Os fatores predisponentes para FN incluem as seguintes condições: doenças crônicas (doenças cardíacas, doença vascular periférica, doenças pulmonares, insuficiência renal e diabetes mellitus), abuso de álcool, condições imunossupressoras (uso de corticosteróides sistêmicos, doenças do colágeno, infecção pelo HIV, transplantes de órgãos sólidos e doenças malignas em tratamento), uso de drogas endovenosas, cirurgias, varicela em crianças, úlceras isquêmicas e de decúbito, psoríase, contato com pessoas infectadas por Streptococcus e traumas cutâneos penetrantes e fechados ou até mínimos (KAUL et al., 1997; STEVENS; BRYANT, 2017)

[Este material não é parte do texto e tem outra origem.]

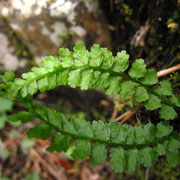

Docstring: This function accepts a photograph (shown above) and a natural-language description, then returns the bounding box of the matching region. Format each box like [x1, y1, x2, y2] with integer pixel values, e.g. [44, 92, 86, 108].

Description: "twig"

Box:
[157, 64, 180, 77]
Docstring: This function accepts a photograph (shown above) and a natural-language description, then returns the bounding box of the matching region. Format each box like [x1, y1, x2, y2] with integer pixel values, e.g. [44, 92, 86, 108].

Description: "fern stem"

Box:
[19, 65, 174, 107]
[20, 99, 169, 149]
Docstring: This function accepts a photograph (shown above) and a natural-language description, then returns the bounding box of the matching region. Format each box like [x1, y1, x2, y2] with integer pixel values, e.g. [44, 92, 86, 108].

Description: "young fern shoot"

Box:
[0, 43, 180, 172]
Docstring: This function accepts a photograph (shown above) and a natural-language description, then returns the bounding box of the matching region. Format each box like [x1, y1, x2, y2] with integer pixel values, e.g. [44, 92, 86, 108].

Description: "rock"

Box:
[0, 0, 111, 71]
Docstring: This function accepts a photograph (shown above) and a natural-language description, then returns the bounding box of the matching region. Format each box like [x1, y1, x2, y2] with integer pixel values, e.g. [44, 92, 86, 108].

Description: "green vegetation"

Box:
[0, 43, 180, 172]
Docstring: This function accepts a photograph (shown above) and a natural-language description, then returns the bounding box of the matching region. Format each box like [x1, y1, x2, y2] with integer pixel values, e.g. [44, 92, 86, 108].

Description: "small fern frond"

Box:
[9, 103, 180, 172]
[3, 43, 180, 120]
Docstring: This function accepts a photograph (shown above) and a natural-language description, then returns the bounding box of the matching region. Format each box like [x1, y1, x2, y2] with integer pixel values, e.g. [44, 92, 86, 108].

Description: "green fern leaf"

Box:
[120, 81, 135, 98]
[134, 86, 149, 102]
[68, 69, 81, 88]
[72, 119, 94, 138]
[156, 122, 173, 138]
[72, 140, 91, 160]
[145, 94, 162, 110]
[110, 147, 126, 173]
[92, 121, 110, 141]
[169, 94, 180, 107]
[140, 69, 158, 85]
[46, 134, 70, 152]
[80, 69, 94, 90]
[109, 123, 127, 143]
[105, 77, 121, 95]
[27, 124, 53, 139]
[90, 143, 107, 168]
[126, 148, 141, 172]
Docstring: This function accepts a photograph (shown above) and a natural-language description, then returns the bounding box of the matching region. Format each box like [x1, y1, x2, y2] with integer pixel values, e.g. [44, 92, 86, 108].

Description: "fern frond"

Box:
[9, 103, 180, 172]
[3, 43, 180, 172]
[4, 43, 180, 120]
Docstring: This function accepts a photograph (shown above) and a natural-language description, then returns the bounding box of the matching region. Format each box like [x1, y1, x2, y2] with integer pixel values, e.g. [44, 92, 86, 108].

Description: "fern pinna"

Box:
[0, 43, 180, 172]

Apesar de a FN poder acometer pacientes de qualquer idade, há um aumento significativo da incidência em idosos (acima dos 65 anos), como em pacientes com pelo menos uma doença de base. No entanto, vários relatos na literatura enfatizam a ocorrência de infecções estreptocócicas graves e FN em adultos jovens, previamente sadios (ORD; COLETTI, 2009; BERNAL et al., 2012). O acometimento de crianças é menos frequente, e cerca da metade dos casos ocorre em pacientes com varicela. Não há predileção quanto ao sexo.
O simples mascaramento dos sinais e sintomas de uma infecção preexistente contribui para o retardo do diagnóstico, o que pode permitir que uma infecção simples possa progredir para FN (STEVENS; BRYANT, 2017).
Características clínicas
A FN inicia como área eritematosa, dolorosa e localizada, que aumenta em horas ou dias, associada a edema tecidual importante. Em seguida, ocorre cianose local e formação de bolhas de conteúdo amarelado ou avermelhado escuro. A área envolvida torna-se rapidamente demarcada, circundada por borda eritematosa e recoberta por tecido necrótico. Nesse momento, desenvolve-se anestesia da pele que recobre a lesão devido à destruição do tecido subcutâneo subjacente e trombose dos vasos nutrientes, causando necrose das fibras nervosas. A pele é inicialmente poupada, mas com a extensão do processo necrótico, torna-se comprometida. Comumente, o edema pode ser observado antes de outros sinais cutâneos aparecerem.
A dor muito intensa e desproporcional, mesmo após o início do tratamento é um indício importante de FN (FINK; CHOUDHURI; DAVIS, 1999). A necrose da fáscia é tipicamente mais extensa do que sugere o aspecto clínico. Com o acometimento de planos mais profundos, pode ocorrer formação de crostas necróticas extensas. Sem o tratamento, é possível haver envolvimento secundário da camada muscular, resultando em miosite ou mio necrose. Na fase inicial, pode ser difícil distinguir entre FN e celulite (MORANTES; LIPSKY, 1995).
Complicações
Aproximadamente 50% dos pacientes com FN apresenta a síndrome do choque tóxico estreptocócico, que é uma condição aguda, fulminante com choque, trombocitopenia, coagulação intravascular disseminada e/ou falência de múltiplos órgãos (KAUL et al., 1997). É um processo rápido e progressivo, que mata de 30 a 60% dos pacientes em um prazo que varia de 72 a 96 horas (FORNI et al., 1995). Outras complicações potenciais são a insuficiência renal aguda, coagulopatia, alterações hepáticas e síndrome da angústia respiratória do adulto.